- Born: Josep Antoni Rom Rodríguez 23 March 1963 Barcelona, Spain
- Died: 8 November 2025 (aged 62) Spain
- Occupation: University Teacher
- Known for: Rector of Universitat Ramon Llull (2022–2025)

= Josep Antoni Rom Rodríguez =

Spanish historian and academic (1963–2025)

Josep Antoni Rom Rodríguez (23 March 1963 – 8 November 2025) was a Spanish historian and academic.

== Life and career ==
Rom Rodríguez was born in Barcelona on 23 March 1963. He graduated in Contemporary History from the University of Barcelona in 1987, and received his PhD in Advertising and Public Relations from Ramon Llull University in 2004, where he became a professor. He was involved in various entities linked to the Archbishopric of Barcelona.

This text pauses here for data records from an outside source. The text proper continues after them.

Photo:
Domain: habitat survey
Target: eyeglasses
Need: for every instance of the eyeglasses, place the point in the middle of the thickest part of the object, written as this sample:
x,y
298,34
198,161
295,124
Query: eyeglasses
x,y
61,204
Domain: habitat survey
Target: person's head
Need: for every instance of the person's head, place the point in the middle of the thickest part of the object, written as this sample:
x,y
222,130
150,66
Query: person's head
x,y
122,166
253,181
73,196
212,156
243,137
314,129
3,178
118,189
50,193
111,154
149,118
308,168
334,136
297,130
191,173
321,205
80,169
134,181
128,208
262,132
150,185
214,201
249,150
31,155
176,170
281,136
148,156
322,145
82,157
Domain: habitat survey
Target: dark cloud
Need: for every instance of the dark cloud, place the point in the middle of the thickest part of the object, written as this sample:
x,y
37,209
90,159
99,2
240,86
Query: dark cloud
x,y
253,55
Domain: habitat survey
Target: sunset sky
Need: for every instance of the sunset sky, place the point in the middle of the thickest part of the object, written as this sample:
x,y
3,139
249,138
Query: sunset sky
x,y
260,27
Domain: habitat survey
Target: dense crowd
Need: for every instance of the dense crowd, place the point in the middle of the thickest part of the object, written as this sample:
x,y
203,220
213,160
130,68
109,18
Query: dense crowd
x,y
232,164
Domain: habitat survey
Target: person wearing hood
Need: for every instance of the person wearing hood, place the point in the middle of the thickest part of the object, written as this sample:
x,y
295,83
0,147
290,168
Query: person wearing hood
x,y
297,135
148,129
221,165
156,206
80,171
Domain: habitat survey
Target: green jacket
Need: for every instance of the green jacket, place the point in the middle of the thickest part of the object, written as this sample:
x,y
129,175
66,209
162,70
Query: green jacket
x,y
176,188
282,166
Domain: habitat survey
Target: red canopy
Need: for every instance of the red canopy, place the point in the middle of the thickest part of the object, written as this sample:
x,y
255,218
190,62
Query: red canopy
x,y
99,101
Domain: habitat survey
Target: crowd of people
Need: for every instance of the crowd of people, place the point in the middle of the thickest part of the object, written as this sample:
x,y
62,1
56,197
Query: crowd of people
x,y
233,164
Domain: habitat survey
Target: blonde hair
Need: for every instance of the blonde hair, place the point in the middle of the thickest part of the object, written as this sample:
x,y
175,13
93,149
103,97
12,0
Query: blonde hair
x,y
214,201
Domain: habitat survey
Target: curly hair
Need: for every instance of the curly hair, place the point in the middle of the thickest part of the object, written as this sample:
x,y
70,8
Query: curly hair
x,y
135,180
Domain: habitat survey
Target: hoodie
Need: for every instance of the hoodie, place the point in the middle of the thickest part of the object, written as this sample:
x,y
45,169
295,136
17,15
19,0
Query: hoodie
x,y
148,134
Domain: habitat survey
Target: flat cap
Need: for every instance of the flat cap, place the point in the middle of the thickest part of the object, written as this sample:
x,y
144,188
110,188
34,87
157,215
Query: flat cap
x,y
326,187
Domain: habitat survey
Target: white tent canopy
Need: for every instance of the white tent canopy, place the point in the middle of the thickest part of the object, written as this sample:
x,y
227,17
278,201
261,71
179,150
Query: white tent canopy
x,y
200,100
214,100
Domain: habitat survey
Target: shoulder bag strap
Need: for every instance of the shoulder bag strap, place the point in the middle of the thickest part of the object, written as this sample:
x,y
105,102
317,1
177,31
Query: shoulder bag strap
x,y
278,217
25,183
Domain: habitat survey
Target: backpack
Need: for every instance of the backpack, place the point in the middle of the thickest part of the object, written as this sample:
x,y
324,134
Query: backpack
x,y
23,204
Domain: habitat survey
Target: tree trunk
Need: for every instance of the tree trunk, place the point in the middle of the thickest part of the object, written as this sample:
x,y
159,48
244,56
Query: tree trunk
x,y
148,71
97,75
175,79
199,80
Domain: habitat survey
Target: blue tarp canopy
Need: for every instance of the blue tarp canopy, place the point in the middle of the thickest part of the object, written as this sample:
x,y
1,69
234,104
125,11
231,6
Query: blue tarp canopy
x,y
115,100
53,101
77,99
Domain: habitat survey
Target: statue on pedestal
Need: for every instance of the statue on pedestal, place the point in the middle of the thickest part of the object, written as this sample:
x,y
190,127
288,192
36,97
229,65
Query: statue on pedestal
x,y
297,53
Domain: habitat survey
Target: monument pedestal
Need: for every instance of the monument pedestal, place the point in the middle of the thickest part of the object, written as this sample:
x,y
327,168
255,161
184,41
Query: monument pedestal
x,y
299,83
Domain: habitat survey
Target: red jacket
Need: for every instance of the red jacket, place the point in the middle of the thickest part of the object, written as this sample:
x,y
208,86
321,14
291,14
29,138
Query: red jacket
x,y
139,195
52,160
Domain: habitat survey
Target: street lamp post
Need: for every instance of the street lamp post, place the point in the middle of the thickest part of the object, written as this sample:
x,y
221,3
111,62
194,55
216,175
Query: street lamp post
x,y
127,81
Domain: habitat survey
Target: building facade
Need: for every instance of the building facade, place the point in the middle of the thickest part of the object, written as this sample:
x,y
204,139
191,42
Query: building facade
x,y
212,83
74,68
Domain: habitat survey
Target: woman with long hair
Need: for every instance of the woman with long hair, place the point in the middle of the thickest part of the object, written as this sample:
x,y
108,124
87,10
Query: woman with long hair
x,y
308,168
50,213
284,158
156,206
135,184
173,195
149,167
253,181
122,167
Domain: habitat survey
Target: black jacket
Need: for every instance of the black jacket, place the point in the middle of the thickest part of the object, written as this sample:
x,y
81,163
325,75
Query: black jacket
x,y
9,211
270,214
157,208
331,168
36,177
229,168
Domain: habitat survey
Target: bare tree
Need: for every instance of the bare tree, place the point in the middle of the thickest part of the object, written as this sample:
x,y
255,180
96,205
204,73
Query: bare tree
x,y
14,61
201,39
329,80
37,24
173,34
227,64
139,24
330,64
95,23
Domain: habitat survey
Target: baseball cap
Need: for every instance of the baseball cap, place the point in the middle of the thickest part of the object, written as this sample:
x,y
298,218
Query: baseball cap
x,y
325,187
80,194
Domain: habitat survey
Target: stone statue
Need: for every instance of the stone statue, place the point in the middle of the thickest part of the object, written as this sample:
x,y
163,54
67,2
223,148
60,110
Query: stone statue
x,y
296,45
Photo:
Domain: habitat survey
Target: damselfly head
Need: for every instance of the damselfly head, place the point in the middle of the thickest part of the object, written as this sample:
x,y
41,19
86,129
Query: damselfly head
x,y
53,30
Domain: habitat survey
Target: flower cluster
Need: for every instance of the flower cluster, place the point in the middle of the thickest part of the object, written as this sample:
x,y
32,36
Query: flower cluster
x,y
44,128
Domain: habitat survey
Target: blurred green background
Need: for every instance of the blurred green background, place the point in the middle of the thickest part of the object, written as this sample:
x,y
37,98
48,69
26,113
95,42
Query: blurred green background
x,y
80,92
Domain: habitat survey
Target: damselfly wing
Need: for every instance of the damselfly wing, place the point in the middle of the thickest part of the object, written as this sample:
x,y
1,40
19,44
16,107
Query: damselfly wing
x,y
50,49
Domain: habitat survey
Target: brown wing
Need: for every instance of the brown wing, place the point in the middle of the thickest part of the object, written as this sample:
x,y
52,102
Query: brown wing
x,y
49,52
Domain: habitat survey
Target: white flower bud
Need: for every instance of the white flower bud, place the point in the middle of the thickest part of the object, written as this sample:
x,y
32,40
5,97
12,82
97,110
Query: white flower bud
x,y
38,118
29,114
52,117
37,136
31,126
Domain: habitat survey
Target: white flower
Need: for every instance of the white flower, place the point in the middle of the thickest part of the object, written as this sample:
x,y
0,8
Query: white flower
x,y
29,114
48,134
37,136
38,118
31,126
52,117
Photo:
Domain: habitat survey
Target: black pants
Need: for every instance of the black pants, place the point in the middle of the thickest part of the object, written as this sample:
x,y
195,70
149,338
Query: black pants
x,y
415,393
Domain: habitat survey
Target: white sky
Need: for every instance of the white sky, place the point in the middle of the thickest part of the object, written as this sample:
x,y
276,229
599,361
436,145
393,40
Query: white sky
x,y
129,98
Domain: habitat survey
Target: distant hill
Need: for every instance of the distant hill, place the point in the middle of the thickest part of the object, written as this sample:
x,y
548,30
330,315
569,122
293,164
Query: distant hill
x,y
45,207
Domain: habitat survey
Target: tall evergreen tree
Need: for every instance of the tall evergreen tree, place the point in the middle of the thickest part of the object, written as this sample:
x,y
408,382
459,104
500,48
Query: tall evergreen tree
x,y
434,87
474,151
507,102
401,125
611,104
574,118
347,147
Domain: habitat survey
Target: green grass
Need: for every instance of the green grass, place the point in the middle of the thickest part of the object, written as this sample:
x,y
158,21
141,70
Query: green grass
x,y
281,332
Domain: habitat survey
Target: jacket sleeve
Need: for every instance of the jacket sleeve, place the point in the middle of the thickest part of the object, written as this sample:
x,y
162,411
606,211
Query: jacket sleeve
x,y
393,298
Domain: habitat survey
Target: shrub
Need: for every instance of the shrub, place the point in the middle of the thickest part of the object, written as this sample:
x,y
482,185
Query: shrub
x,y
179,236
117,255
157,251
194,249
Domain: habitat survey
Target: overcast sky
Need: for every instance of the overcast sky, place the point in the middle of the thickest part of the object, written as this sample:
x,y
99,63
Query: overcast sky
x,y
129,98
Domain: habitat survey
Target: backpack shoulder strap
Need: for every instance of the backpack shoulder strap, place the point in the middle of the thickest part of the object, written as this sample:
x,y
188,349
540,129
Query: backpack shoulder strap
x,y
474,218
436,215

He joined the Blanquerna Foundation in 1994, where he co-founded the Blanquerna-URL Faculty of Communication and International Relations, where he was Vice-Dean of Technology since 1998 and Director of the Bachelor's Degree in Advertising course since 2016. He was Vice-Rector for Research and Innovation at URL from September 2020 to September 2022. He has carried out an outstanding scientific and teaching activity related to advertising and marketing.

Rom Rodríguez was appointed rector of the URL in September 2022, replacing Josep Maria Garrell, a position he held until his death.

Rom Rodríguez died from a heart attack in the early hours of 8 November 2025, at the age of 61. Several personalities gave their condolences, including the president of the Generalitat of Catalonia, Salvador Illa.